Gleichgültigkeit um Bauprojekt Haven Höövt

■ Proteste ohne Ende als die Werftbrache verbaut werden sollte und die Vegesacker Informationen nur häppchenweise erhielten / Heute ist Spatenstich

Heute ist Spatenstich für das Einkaufszentrum Haven Höövt – nach zehn Jahren Planungen, Diskussionen, Geheimhaltungen und umstrittenen Entscheidungen. Für einen Rückblick auf eine Dekade Haven Höövt sprach die taz mit Britta Rösener, Landschafts- und Freiraumplanerin, die in ihrer Diplomarbeit die Entwicklungen analysierte.

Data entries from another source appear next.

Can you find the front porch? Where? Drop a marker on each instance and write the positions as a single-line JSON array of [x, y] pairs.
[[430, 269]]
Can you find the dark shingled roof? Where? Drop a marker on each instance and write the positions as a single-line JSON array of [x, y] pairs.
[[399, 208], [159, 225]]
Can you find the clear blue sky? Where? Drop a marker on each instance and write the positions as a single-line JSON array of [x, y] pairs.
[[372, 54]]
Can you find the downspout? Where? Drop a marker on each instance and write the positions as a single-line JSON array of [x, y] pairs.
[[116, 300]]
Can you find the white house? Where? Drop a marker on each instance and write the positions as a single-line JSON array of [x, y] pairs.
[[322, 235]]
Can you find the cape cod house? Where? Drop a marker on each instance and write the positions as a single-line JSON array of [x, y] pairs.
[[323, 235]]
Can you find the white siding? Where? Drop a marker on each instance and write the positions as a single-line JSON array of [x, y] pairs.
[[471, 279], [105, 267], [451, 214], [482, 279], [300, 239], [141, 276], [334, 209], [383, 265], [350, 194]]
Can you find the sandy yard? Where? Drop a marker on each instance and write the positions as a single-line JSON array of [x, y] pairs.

taz: Was war für Sie eigentlich so spannend an dem Haven Höövt-Projekt?

Britta Rösener: Ich habe die Entwicklungen aus Hannover verfolgt und mich gefragt, warum auf diesem schönen Grundstück ein Einkaufszentrum geplant wird – nachdem sich in persönlichen Gesprächen sogar Planungsvertreter kritisch dazu geäußert hatten. Ich wollte wissen, warum ein solches Projekt dennoch umgesetzt werden sollte und wie es zu solchen Entscheidungen kommen konnte.

Was haben Sie aus den Gesprächen mit Vertretern aus Politik und Verwaltung, mit Kritikern und dem Investor gelernt?

Ich habe viel über die unterschiedlichen Sichtweisen auf ein solches Projekt, aber natürlich auch über Demokratie, Macht und Menschen gelernt.

Was ist eigentlich das besondere am Haven Höövt?

Das Projekt selbst ist gar nicht so besonders. Aber man kann hier viele Tendenzen erkennen, die auch in anderen Städten aktuell diskutiert werden.

Zum Beispiel?

Diskussionen darüber, wie die Stadtzentren gestärkt werden können und wie zukünftig das Einkaufen organisiert werden kann. Das Haven Höövt-Projekt spiegelt auch den Trend wieder, dass Städte zunehmend mit Investoren zusammen planen und Projekte in sogenannten Public-Private-Partnerships kooperativ entwickeln.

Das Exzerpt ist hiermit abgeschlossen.